Она растерянно его слушала и не понимала, чему он радуется. Он пригласил её поужинать с ним и его женой, и ей ничего не оставалось, как согласиться.

Это была самая известная в Ницце пиццерия. Старик был на удивление привередлив – когда ему принесли пиццу с тунцом, он, отрезав кусок, подозвал официанта и грубо, тоном фельдфебеля приказал её заменить:

– Я у вас тут уже двадцать лет ем пиццу, но такое дерьмо вижу первый раз! Замените!

И официант с извинениями убрал этот итальянский блин с тунцом и убежал на кухню.

Старик, покрутив свой шляхетский ус, буркнул:

– У, негр!

И посмотрел на меня хитрым взглядом, проверяя, какое он произвёл впечатление. Я уважительно покачал головой, а про себя подумал: «Такому старому козлу ничем не угодишь, ни пиццей, ни чёрной икрой. Попадёт вожжа под хвост – и будет брыкаться просто ради того, чтобы брыкаться».

На таких клиентов я насмотрелся у себя в Риге, работая барменом, и с ними поступали проще. Бывало, приносят им кувшин с пивом, а они: «Да что вы нам принесли, это же кислятина! Замените!» Официант покорно склоняет голову, выбегает из зала и начинает переливать пиво из одного кувшина в другой, нагоняя в них пену. И когда пена переливается через край, быстро возвращается с этим же пивом в зал. «Попробуйте, как вам понравится это?» Гость смакует пиво, доброжелательно смотрит на официанта: «Вот это совсем другое дело!» – и все довольны.

А сейчас мне было интересно узнать, что будет делать официант с поваром в этом случае, прилепят кусок на место? Вижу через открытое окно печь для жарки пицц и рядом с ней повара, который в досаде машет руками, бросает пиццу в мусорное ведро и начинает готовить другую. «Да! – думаю я. – Плохо у них с этим делом поставлено!» Мы с Лерой делим одну пиццу на двоих, и нам вполне хватает, а этот дед уминает целую и запивает её большой кружкой пива.
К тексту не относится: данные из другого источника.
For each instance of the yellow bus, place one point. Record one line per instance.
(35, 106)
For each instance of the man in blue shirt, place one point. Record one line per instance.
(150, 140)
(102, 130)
Потом мы возвращаемся вместе в отель и любезно прощаемся. Они поднимаются на лифте в свой номер, а мы выходим на улицу, садимся за столик в ресторане нашего отеля, и я заказываю свой любимый джин с тоником. А голову тем временем свербит противная мысль: «Скоро домой!»

Последний день отдыха, мы валяемся на пляже до изнеможения, ловя лучи весеннего солнца, потом наедаемся в ресторане у Руди, я выпиваю две бутылки вина, третью мне в подарок приносит хозяин. У меня нет желания тащить её в Ригу, мы откупориваем её и тоже выпиваем. На прощание мы с Руди обнимаемся, и на его глаза наворачиваются слёзы – за эти две недели мы почти подружились.

Вечером мы избегаем встречи с поляками – эксплуататорами негров, и идём слушать итальянцев в тот же «Миссисипи», а потом долго гуляем по набережной, пытаясь как можно больше надышаться этим волшебным воздухом маленького счастья.